The Bernard and Anne Spitzer School of Architecture has been given an extraordinary gift: the collection of books and archives belonging to Professor Marshall Berman (1940-2013) that he used to prepare to teach his courses at City College, principally at the Spitzer School. The collection will be housed in the CCNY Architecture Library.

Berman, a distinguished professor of political science in CCNY’s Colin Powell School for Civic and Global Leadership and the Graduate Center, CUNY, taught political theory and urban studies. A Marxist humanist philosopher, and writer, Berman also taught at Spitzer where his colleague and friend Michael Sorkin was then a distinguished professor of architecture and director of the Graduate Program in Urban Design. The collection’s dedicated space will be adjacent to the new Michael Sorkin Reading Room. A celebration and official announcement will take place at the opening of the Michael Sorkin Reading Room in December.

Born and raised in the Bronx, Berman joined the CCNY faculty in 1967 after he completed his PhD at Harvard University. He wrote frequently for publications, like the New York Times Book Review, The Nation, and Dissent.

Berman’s best-known book, All That’s Solid Melts Into Air: The Experience of Modernity, was a bible to many academics, especially in architecture. It was in the introduction to this book that he coined the triad now part of academic lexicon: Modernity, modernization and modernism. He taught until his death in 2013 at age 72.

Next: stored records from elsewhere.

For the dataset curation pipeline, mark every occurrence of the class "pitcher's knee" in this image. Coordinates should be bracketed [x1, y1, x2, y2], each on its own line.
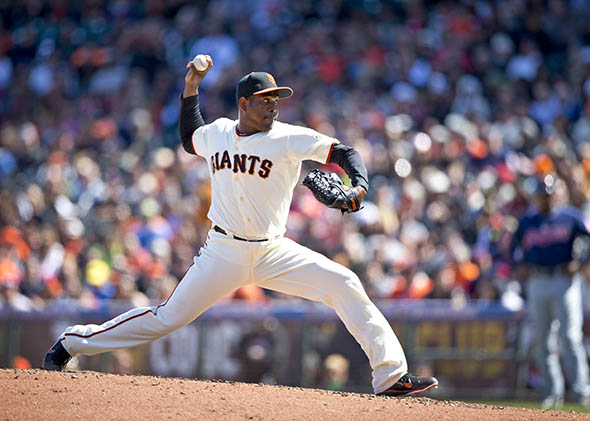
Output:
[343, 270, 366, 295]
[155, 308, 191, 333]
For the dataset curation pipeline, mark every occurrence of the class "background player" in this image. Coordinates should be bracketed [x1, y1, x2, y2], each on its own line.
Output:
[43, 57, 438, 396]
[511, 175, 590, 409]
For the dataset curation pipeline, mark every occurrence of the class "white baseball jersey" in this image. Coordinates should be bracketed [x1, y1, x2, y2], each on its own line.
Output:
[60, 118, 408, 393]
[192, 118, 338, 238]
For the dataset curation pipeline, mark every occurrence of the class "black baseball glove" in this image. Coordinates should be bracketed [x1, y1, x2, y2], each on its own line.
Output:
[303, 170, 360, 213]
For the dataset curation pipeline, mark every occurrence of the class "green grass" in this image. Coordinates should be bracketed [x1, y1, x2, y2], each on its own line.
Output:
[470, 400, 590, 413]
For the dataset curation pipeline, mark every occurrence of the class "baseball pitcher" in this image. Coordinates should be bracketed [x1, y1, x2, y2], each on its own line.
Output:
[43, 56, 438, 396]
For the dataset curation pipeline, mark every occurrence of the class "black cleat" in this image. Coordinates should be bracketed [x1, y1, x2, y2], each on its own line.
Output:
[377, 374, 438, 397]
[41, 340, 72, 371]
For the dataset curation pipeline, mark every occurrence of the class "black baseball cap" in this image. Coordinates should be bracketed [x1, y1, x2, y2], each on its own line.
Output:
[236, 72, 293, 99]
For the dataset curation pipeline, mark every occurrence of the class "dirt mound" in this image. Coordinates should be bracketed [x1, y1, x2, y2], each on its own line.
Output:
[0, 369, 589, 421]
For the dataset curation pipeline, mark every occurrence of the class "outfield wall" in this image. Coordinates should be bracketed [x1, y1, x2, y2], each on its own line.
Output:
[0, 300, 556, 398]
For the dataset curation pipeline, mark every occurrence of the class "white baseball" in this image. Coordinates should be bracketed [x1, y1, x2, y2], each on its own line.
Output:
[193, 54, 209, 72]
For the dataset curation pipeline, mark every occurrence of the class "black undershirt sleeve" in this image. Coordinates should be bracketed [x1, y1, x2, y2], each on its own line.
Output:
[178, 95, 205, 155]
[328, 143, 369, 191]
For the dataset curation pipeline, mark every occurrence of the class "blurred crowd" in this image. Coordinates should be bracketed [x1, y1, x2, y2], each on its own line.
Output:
[0, 0, 590, 310]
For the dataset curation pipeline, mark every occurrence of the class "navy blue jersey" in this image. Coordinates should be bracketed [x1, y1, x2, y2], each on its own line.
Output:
[510, 207, 590, 266]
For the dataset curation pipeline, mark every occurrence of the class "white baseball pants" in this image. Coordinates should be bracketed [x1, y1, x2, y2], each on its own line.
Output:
[61, 230, 407, 393]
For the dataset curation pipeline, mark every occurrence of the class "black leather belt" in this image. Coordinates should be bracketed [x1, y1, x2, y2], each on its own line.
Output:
[213, 225, 268, 243]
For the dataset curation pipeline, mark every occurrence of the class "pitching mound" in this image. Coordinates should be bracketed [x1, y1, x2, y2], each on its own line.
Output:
[0, 369, 588, 421]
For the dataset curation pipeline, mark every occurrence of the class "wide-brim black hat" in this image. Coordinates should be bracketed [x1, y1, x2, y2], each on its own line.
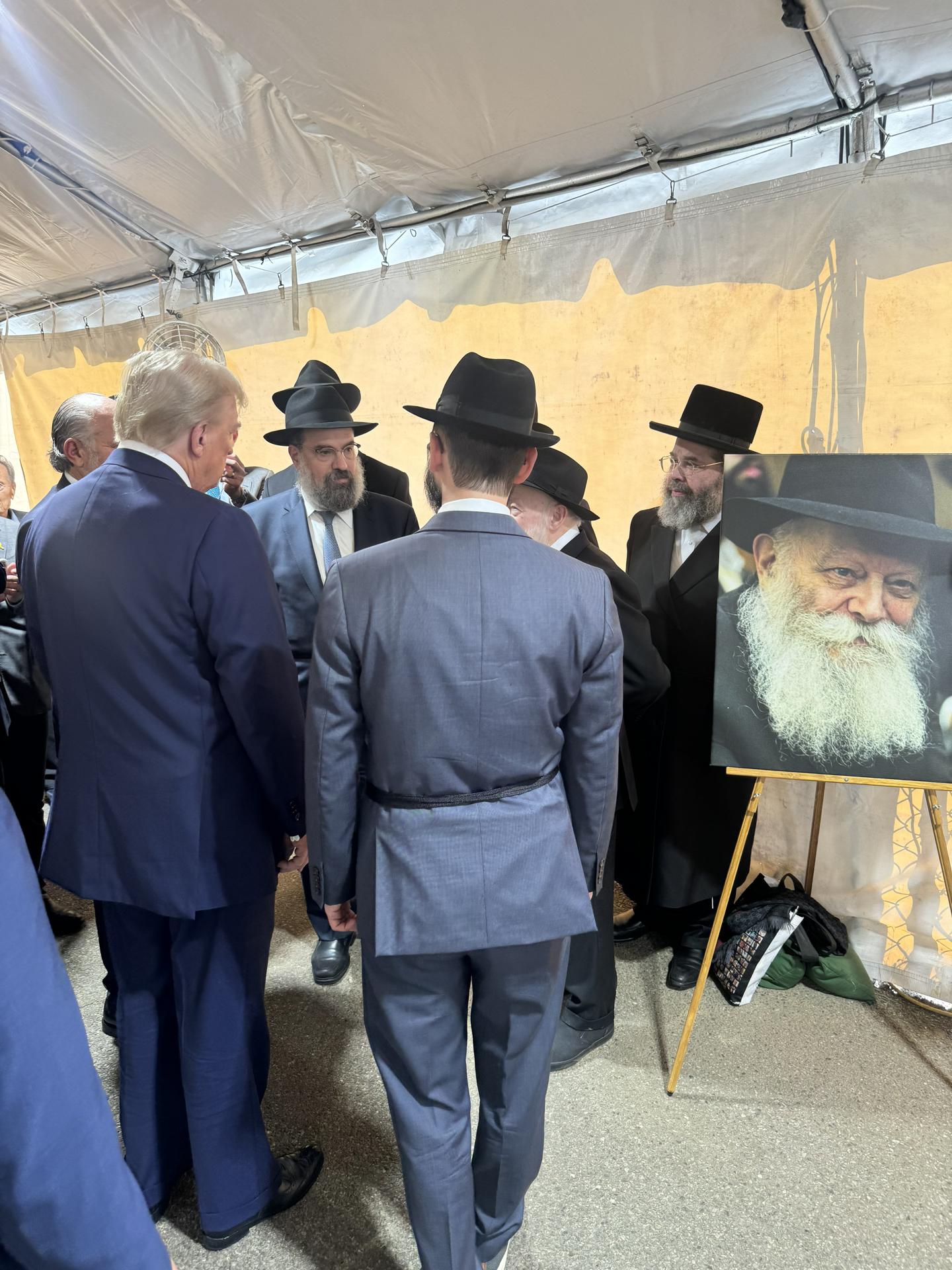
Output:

While going through Berman’s famously copious belongings, his wife Shellie Sclan-Berman came across papers pertaining to his courses, such as City and Self.

“I love City College, and the Spitzer School. Marshall was so happy there,” said Sclan-Berman. She contacted Spitzer Dean Marta Gutman about the find, and offered the papers to the school.

“Shellie offered Spitzer xeroxed articles, course syllabi, student papers, books for teaching, which are fantastic because they are annotated by Marshall. They are collector’s items,” said Gutman.

Gutman sent a student research assistant, Aidan Quigley M Arch ’24, to assist Sclan-Berman with the donation. Quigley began digging through the trove, organizing, and assessing. He’s also creating a Berman bibliography.

It’s imperative to Sclan-Berman that researchers have access to documents to engage with and continue Berman’s work.

According to Nilda Sanchez-Rodriguez, chief architecture librarian and associate professor, the collection is to be cataloged and digitized. “We are so excited to get his collection and get visitors in to view his work,” she said.